The witness said that a white man speaking Spanish into his mobile phone arrived at the beach that morning in a four-by-four vehicle and immediately approached the police at the scene.
The small bay where the episode unfolded is lined by a ring of volcanic rocks well known to the fishermen who work there, but nearly impossible to see at night. The water is deep where the boat spilled; people who helped recover bodies say the dead most likely could not swim.
Samba Kandji, deputy mayor of the area where the accident happened, was at the beach following the episode and said the police told him the boat had been pursued. He did not know which country the patrol vessels came from.
On the morning of the deaths, Village du Migrant, a local organization that helps families searching for missing migrants, posted on Facebook offering to help identify the dead, urging families to send photos and descriptions of their loved ones to a phone number provided by the organization.
Cheikh Ahmadou Bamba Fall, the president of the group, said that survivors who had run away called in, and they reported that the boat had been pursued by Spanish and Senegalese vessels.
“They could have avoided this situation by not chasing the boat,” Mr. Fall said of the patrols.

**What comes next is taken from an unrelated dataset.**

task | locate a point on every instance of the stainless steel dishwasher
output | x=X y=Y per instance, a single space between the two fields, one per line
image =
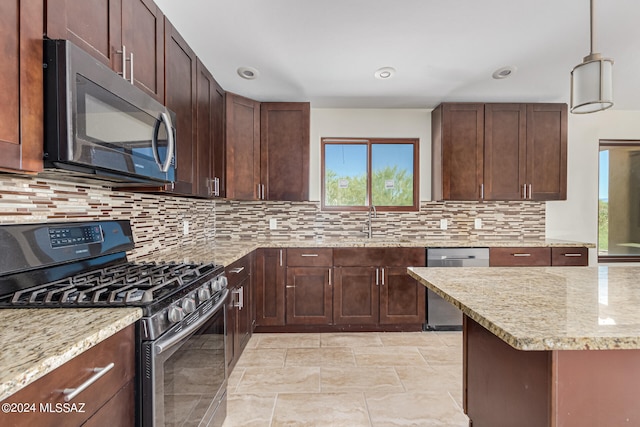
x=442 y=315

Two survivors who remained on the beach were treated for their injuries and are in police custody, he said. Other survivors told Mr. Fall they were scared of being jailed like the two survivors found on the beach and declined interviews with The New York Times.

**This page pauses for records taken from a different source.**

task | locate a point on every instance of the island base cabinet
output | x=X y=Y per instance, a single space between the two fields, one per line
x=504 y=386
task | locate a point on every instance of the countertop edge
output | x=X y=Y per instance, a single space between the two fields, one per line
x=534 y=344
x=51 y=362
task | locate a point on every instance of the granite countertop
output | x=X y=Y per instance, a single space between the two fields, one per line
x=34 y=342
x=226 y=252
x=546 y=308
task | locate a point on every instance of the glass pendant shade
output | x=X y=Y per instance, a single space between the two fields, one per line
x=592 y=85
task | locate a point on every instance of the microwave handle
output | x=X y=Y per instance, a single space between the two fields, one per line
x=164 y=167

Mr. Fall said the increase in patrols had prompted more Europe-bound boats to embark from less commonly used points along the shoreline, hoping to evade detection. These launch points are sometimes more dangerous than well-known ones, he said.
Mr. Fall said the survivors he spoke with told him that their boat, packed with people, left from Thiaroye, a suburb of Dakar.

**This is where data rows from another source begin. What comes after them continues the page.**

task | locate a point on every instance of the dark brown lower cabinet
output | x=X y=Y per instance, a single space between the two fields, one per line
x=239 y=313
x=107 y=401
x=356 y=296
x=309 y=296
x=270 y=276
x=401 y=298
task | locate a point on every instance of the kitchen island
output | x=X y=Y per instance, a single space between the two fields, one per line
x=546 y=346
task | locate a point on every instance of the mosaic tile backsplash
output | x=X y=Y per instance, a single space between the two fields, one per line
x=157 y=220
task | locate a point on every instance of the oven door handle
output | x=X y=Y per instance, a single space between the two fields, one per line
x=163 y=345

The Spanish Interior Ministry spokesman pointed to data collected as of July 31 that showed a decrease of 3.3 percent in illegal arrivals to Spain in the last year. He attributed the decline to the bilateral cooperation between Senegal and Spain.
However, as climate change shrivels crops and rising sea temperatures threaten fish stocks, the many Senegalese who make their livings farming and fishing may consider fleeing.
The pirogue that hit the rocks in Dakar, painted in swirls of reds, yellows and blues, hung in the water for days after the accident, a haunting, half-submerged reminder of a potential outcome of migrating by sea.
Ibrahim Pape Ndour, a fisherman, sat with his crewmen on that beach on a recent afternoon in a cabana mending their turquoise net, which had been severed by a giant trawler. Their work yields much less fish than in the past, Mr. Ndour said, blaming overfishing and plastic in the ocean.
He had helped to search for bodies from the pirogue that hit the rocks. But even he has dreams of Europe.
“Bring a boat right now, you’ll see. We’d all go,” he said, pointing to his crew. “Death is easy.”